The directive is applicable on all import requests submitted by companies after taking into consideration the credit study conducted by each bank.
Meanwhile, the land of Pharaoh, has also suspended the export of wheat, flour, pasta and lentils for three months, starting March 11, Masrawy news portal reported, as it experiences a dramatic increase in the price of unsubsidized bread and other staples.
The recent increase in the inflation rate from 4.9% a year ago to 10% in February largely was attributed to a surge in prices of food, especially vegetables, bread and grain.
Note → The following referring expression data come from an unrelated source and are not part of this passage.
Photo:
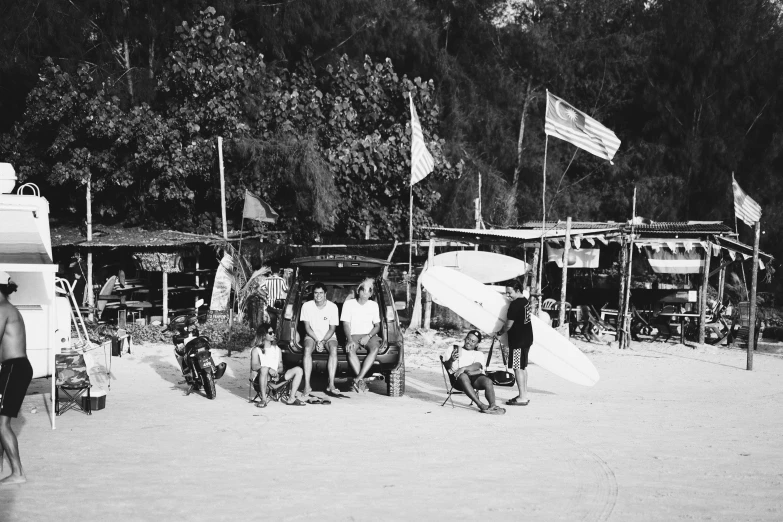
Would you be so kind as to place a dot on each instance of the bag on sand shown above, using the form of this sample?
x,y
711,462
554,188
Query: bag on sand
x,y
500,377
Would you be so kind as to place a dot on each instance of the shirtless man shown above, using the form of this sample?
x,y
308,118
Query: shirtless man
x,y
15,375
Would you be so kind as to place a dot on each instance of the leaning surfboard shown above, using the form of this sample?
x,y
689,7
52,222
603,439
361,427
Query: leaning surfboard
x,y
485,267
484,308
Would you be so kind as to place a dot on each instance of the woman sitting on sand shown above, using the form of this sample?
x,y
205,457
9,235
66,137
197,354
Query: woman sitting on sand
x,y
266,359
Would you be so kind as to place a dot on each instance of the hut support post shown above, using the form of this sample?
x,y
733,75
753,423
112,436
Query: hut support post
x,y
566,251
705,284
534,277
621,297
165,298
754,282
428,298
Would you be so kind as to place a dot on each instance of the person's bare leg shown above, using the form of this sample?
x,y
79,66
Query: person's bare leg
x,y
372,352
331,366
484,383
307,362
11,447
296,374
467,388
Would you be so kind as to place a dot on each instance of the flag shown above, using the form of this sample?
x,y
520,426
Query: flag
x,y
565,122
421,159
744,207
257,209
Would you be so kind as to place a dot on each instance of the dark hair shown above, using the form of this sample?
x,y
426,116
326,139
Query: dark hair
x,y
261,331
476,333
8,289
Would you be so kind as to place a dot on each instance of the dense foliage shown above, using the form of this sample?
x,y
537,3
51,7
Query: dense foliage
x,y
311,100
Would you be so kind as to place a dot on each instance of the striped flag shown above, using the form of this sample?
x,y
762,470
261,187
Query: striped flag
x,y
421,159
256,209
744,207
567,123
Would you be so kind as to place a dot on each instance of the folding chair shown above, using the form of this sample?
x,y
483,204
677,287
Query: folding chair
x,y
450,383
274,390
73,381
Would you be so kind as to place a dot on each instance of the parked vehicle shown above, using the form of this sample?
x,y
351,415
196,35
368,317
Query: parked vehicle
x,y
341,274
194,356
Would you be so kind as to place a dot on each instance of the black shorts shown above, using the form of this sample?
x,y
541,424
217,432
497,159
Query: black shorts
x,y
15,377
517,357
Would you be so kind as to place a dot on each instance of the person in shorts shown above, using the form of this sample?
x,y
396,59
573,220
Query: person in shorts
x,y
15,376
466,364
321,318
361,320
520,339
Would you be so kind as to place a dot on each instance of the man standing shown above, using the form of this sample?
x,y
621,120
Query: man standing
x,y
320,317
15,375
361,320
466,364
520,338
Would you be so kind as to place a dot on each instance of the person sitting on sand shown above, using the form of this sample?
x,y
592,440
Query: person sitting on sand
x,y
466,364
361,321
267,359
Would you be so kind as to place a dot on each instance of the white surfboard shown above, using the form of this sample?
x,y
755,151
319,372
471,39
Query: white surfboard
x,y
484,308
485,267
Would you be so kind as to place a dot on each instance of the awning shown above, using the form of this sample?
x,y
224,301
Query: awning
x,y
20,238
522,235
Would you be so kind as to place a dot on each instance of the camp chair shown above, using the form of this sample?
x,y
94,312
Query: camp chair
x,y
73,381
450,382
274,390
740,326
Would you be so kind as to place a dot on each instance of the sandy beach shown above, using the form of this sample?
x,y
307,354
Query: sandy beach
x,y
670,432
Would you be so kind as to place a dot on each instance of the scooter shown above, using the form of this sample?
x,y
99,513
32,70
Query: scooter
x,y
194,356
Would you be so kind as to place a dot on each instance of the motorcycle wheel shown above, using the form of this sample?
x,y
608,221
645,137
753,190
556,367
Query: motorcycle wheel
x,y
209,384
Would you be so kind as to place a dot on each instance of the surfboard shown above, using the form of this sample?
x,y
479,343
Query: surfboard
x,y
485,267
484,308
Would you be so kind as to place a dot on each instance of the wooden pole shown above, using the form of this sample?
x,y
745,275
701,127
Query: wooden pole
x,y
543,223
752,329
626,300
566,250
705,283
621,297
222,188
165,298
534,275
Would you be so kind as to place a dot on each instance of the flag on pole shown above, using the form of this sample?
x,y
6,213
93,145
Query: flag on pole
x,y
567,123
257,209
744,207
421,159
The price for a pack of five flatbread loaves is now about 7.5 Egyptian pounds (48 cents), up from 5 Egyptian pounds a week ago. Subsidized bread is about 5 Egyptian pounds, but the government has said a price increase likely will happen.
Egypt’s Prime Minister Mostafa Madbouly said the country has enough wheat reserves for four months.
The wheat harvest season will begin in mid-April so the country will have no need to resort to the global market until the end of the year, he said.
Ukraine and Russia war threaten Africa’s food security
The move is also in response to the recent conflicts between Ukraine and Russia which has disrupted global trade of key commodities such as cereals and vegetable oils.
Egypt is the world’s top wheat importer, and from 2020 to 2021, most of that, about 12.5 million tonnes, came from Russia and Ukraine
With this trade prohibition, Egypt joins in particular Benin , Côte d’Ivoire and Mali , which have also taken measures in recent months to limit the exit from their territory of several agricultural products.
According to a recent report from Germany’s Kiel Institute for the World Economy (IfW), African countries may be hit hard by any continuing halt to Ukraine’s grain exports caused by the war.
“The country supplies large quantities of grain to North African states in particular, which other sources of supply could not replace even in the long run.
“The war in Ukraine could significantly worsen the supply of cereals used in food production in African countries, making food more expensive if Ukraine ceases to be a grain supplier,” the institute said.
Grain importers globally have been hit by surging prices, with wheat around 14-year highs following the sudden stop of exports from Ukraine and a sharp reduction from Russia. The conflict has closed-grain export ports.
Russia and Ukraine contribute nearly 30% of global wheat exports along with large volumes of animal feed grains and edible oils, with shipments massively cut by the fighting.
Among the countries hardest hit could be Tunisia, where the country’s total wheat imports would decrease by over 15%. Egypt would import over 17% less while South Africa would import 7% less.
Grain imports would also be noticeably disrupted in countries including Cameroon, Algeria, Libya, Ethiopia, Kenya, Uganda, Morocco and Mozambique.